Thomas Jamet (ReLoad) :
« Je ne sais si c'est une dictature de la visibilité ou un grand pragmatisme, une adaptation face à une offre médiatique mouvante. »
Un quart d'heure de gloire banalisé
Reste que leur ascension fulgurante laisse à penser que nous pouvons tous devenir connus et connaître le fameux « quart d'heure de gloire » cher à Andy Warhol. Passer à la télé serait même devenu, aux dires de François Jost, un droit revendiqué par les téléspectateurs, à l'instar de leur droit à la sécurité sociale ! « C'est presque devenu une sorte d'exigence démocratique », ironise-t-il.
Rémy Rieffel parle, quant à lui, d'un système qui « favorise l'égalisation, l'uniformisation ». Parce que les politiques côtoient dans les magazines people des chanteurs, acteurs ou participants d'émission de télé-réalité, tout le monde semble être mis sur le même plan. « Un homme politique a la même médiatisation qu'un artiste ou qu'un chanteur, observe Rémy Rieffel. La hiérarchie habituelle des ordres de grandeur disparaît donc, avec le risque de créer un nivellement ou une égalisation un peu dangereuse. » Il en résulte un « brouillage des valeurs dans la hiérarchie des légitimités », résume-t-il. Ainsi, certains hommes politiques soignent particulièrement leur stratégie de communication, jouant sur l'ambiguïté entre leur vie publique et leur vie privée. Au risque d'accorder une prépondérance à l'image qu'ils renvoient et à leur visibilité par rapport au contenu, au recul, à la distanciation. Rémy Rieffel poursuit : « Je m pense qu'il y a une déperdition de sens. Nous sommes dans un système à grand spectacle, très narcissique, où ce qui M compte, c'est l'audimat, l'image, le showbiz, parés des vertus de l'authenticité, de la proximité avec les gens, de la transparence, au détriment du contenu. » Évidemment, il ne s'agit pas de généraliser. Les hommes politiques, les scientifiques et les artistes compétents ne manquent pas. Il n'en demeure pas moins qu'une société à deux vitesses s'est installée, où, aux dires de Rémy Rieffel, « les gens les plus visibles ne sont pas nécessairement les plus compétents » et où, au contraire, « des individus qui auraient des choses à dire, qui produisent une œuvre littéraire ou artistique, restent dans l'anonymat parce qu'ils ne sont pas médiatisables, télégéniques ou médiatiques. »
Damien Le Guay :
« La grande nouveauté, c'est que la célébrité commence à exister par elle-même. »
Des héros aux célébrités
Une question persiste : ce phénomène de “peoplisation”, de banalisation de la célébrité, n'induit-il pas une perte de repères ? Certaines célébrités de pacotille ne sont-elles pas en train de prendre la place des héros d'autrefois ? Marc Tourret, professeur agrégé d'histoire, a mis en avant dans l'exposition Héros, d'Achille à Zidane qu'il codirige à la BNF, l'évolution du héros à travers le temps, et notamment le « déclin du héros collectif » au profit « du culte de la performance individuelle ». Le héros guerrier a cédé la place à une multitude de formes héroïques, du super-héros à celui d'heroïc fantasy, en passant par le guitar hero, le héros humanitaire et le sportif. « Les valeurs héroïques s'individualisent et se diffusent dans l'individu », remarque-t-il. Si le héros épique était révélé par le poète et le héros national était médiatisé par l'historien, le héros moderne est, pour sa part, construit par le système médiatique.

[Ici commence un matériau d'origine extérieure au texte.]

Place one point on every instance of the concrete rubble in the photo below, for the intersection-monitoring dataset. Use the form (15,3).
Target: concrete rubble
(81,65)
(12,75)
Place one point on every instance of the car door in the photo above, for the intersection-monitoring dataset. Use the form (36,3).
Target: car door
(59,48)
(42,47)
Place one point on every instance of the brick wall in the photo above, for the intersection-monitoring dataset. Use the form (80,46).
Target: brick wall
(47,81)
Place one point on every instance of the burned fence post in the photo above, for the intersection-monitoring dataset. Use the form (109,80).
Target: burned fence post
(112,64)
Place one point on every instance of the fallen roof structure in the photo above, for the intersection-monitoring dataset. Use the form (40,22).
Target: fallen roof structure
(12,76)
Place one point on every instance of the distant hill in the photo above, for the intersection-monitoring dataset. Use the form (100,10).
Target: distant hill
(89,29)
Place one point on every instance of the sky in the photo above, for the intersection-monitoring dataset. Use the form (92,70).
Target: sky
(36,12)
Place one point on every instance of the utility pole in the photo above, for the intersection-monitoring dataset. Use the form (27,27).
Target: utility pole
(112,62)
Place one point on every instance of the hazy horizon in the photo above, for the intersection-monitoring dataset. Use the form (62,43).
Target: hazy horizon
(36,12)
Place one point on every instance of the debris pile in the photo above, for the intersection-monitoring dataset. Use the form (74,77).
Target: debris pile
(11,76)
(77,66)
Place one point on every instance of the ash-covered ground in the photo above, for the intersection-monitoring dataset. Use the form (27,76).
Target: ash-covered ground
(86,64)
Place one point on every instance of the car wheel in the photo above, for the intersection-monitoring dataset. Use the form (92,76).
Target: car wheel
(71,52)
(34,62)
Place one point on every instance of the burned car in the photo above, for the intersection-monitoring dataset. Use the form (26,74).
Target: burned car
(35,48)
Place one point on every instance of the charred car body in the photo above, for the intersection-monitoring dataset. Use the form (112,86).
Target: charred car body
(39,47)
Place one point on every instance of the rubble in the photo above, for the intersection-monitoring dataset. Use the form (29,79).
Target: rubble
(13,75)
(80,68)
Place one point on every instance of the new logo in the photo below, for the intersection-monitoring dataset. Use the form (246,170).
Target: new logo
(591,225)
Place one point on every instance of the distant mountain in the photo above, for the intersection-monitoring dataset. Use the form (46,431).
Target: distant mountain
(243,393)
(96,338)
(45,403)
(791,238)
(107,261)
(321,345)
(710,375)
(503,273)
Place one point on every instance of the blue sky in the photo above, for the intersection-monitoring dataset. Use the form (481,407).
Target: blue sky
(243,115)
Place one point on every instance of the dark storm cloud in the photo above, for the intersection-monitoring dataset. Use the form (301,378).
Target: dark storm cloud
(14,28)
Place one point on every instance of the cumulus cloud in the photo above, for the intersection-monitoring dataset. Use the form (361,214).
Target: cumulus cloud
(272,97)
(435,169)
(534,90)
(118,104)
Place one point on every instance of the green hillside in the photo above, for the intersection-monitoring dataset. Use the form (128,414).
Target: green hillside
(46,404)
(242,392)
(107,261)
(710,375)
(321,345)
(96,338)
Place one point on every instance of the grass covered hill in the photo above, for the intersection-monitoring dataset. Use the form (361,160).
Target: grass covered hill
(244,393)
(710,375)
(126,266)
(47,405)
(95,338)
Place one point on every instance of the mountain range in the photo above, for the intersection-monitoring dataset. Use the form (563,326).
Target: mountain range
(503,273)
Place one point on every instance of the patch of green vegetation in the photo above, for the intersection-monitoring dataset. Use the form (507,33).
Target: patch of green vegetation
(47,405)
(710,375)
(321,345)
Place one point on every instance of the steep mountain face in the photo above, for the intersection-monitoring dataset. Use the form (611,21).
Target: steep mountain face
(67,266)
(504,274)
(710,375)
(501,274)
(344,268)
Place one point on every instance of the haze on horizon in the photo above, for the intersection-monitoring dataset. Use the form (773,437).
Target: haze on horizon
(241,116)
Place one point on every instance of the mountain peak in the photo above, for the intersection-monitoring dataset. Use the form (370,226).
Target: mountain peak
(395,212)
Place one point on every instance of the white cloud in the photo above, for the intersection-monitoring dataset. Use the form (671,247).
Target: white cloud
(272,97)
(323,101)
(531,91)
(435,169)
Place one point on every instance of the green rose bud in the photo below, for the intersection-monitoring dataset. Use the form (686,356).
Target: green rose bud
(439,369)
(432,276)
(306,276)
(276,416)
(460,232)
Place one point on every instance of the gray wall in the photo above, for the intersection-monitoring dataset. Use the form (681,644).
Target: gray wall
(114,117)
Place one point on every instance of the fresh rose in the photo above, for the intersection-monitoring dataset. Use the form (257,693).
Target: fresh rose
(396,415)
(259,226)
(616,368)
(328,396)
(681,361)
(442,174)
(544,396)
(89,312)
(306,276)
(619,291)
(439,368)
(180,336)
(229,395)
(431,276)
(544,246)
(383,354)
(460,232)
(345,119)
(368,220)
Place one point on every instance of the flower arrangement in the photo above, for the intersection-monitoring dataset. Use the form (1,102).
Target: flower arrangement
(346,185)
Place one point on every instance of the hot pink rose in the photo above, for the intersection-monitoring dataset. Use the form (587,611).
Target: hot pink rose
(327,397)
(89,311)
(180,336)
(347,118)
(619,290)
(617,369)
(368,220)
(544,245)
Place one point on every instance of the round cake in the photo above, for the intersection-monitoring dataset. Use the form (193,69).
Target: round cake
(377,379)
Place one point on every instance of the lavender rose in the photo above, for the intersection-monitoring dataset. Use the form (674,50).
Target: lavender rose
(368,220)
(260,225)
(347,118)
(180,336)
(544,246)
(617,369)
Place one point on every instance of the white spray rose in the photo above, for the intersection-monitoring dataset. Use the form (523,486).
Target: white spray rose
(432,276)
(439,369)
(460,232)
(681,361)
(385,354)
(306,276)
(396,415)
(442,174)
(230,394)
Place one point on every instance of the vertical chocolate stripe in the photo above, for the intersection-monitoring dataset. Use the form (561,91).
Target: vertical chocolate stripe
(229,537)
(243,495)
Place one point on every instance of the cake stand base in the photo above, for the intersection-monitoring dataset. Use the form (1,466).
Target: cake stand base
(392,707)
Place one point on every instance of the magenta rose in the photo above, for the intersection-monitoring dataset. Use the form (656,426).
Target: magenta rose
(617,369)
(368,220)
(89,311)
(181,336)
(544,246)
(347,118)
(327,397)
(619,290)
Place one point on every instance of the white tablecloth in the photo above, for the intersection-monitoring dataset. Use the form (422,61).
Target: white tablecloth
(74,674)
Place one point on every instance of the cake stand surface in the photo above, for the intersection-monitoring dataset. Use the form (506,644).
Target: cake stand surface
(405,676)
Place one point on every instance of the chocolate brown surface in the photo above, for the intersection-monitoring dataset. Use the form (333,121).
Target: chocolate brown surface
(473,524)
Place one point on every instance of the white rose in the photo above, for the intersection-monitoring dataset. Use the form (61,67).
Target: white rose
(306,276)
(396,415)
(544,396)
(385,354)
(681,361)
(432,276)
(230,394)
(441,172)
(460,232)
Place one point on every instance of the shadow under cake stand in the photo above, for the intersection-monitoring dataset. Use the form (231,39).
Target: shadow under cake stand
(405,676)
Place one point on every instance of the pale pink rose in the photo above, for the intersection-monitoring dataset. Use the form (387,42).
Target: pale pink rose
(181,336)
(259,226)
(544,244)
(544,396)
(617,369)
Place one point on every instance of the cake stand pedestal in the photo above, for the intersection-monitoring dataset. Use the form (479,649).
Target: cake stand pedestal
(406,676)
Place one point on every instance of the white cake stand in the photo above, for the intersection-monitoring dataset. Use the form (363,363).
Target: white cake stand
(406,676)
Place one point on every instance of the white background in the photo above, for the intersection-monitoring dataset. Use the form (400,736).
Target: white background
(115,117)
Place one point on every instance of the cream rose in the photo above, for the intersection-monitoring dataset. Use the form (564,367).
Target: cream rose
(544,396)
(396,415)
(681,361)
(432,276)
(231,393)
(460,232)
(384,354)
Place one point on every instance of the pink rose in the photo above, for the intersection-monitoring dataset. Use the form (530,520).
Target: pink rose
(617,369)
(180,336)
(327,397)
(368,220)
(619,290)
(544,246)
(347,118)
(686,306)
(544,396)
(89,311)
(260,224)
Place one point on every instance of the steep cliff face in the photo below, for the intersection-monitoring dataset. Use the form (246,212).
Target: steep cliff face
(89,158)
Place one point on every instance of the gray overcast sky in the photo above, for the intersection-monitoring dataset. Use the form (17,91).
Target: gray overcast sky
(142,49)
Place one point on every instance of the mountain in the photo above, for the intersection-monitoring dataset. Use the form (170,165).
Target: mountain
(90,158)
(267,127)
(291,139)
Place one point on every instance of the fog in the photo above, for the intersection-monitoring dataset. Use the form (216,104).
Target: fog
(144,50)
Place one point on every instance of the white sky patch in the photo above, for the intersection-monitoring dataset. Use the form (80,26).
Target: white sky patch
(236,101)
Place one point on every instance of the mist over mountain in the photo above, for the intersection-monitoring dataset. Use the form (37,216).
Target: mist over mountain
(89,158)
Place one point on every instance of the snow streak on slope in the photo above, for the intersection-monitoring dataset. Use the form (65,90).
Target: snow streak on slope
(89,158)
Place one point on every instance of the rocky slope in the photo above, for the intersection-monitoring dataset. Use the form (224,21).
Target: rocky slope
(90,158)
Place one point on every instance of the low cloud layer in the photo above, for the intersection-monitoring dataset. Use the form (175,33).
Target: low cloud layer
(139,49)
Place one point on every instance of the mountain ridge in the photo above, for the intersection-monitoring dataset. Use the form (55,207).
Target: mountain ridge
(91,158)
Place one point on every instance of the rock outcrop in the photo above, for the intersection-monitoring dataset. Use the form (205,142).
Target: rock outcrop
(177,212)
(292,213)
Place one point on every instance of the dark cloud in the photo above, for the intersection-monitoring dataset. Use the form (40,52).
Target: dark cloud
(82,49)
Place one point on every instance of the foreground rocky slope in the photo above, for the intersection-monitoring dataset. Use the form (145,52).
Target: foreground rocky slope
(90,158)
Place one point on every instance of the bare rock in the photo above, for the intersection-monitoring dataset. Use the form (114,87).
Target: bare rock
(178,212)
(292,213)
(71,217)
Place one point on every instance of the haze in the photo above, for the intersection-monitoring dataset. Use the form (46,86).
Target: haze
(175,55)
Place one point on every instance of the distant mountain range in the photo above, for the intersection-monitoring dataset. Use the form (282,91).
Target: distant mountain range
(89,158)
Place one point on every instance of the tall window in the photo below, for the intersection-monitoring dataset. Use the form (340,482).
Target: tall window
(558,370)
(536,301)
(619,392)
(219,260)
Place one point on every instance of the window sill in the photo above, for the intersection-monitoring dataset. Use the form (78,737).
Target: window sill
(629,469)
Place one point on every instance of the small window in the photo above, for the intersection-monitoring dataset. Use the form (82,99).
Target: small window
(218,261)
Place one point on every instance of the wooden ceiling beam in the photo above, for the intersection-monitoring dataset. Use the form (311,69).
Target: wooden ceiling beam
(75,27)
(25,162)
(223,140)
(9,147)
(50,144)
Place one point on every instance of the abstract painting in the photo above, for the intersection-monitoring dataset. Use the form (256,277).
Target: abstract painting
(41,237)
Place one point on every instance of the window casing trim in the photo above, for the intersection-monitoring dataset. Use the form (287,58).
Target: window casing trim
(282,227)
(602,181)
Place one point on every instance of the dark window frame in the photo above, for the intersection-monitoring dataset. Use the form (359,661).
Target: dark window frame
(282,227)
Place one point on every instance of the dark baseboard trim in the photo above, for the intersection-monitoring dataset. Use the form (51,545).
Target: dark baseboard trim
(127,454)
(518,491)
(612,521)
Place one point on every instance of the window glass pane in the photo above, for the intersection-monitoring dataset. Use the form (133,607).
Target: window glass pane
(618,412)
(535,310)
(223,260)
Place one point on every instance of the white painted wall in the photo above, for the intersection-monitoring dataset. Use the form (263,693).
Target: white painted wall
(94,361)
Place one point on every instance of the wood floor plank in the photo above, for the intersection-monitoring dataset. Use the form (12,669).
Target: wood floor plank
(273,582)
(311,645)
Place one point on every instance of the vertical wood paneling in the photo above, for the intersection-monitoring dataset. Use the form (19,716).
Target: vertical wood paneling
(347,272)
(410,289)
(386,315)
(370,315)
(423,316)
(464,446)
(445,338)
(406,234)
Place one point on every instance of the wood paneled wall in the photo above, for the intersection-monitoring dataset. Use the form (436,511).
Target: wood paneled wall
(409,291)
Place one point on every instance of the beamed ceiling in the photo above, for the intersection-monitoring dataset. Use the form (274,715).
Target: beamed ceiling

Marc Tourret remarque qu'il en résulte une usure plus rapide du héros : « Achille est resté un héros pendant des siècles, Zidane va peut-être durer un peu plus de dix ans. » Mais cet affadissement du héros ne doit pas être vu uniquement d'un point de vue négatif. Il est aussi le gage d'une société vivant en paix. « On a toujours besoin de rêver à des personnages extraordinaires, les enfants ont besoin de s'identifier à des modèles, mais en même temps, on ne connaît plus les mêmes crises, les mêmes conflits dans les périodes troublées. Or les héros surgissent toujours dans des périodes de trouble, de crise, de guerre, de violence », ajoute-t-il. Résultat : les héros sont de plus en plus virtuels. Ils foisonnent en littérature, souvent sous l'apparence d'enfants. Isabelle Smadja, agrégée de philosophie et auteur notamment de Harry Potter, les raisons d'un succès, observe que « les romans de la littérature jeunesse sont plébiscités par des adultes alors que pourtant ceux-ci construisent un univers où les adultes ont baissé les bras devant les menaces et s'en remettent aux enfants pour les protéger. » De À la croisée des mondes de Philip Pullman au Livre des étoiles d'Erik L'Homme, sans oublier Harry Potter de J. K. Rowling, les exemples sont nombreux. Isabelle Smadja dresse également un parallèle frappant entre l'écrivain et son héros : Harry Potter « est une œuvre fictive, mais l'auteur, de solitaire et méconnue, est devenue progressivement riche et célèbre. Maintenant elle tente d'échapper aux paparazzi. Des liens se tissent entre l'imaginaire et le réel, comme si le public était un peu en quête d'histoires fictives qui soient peu à peu investies par le réel. » Les lecteurs ont voulu s'approprier le destin du petit sorcier, allant jusqu'à envoyer une pétition pour que J.K. Rowling ne le fasse pas mourir dans le dernier volume.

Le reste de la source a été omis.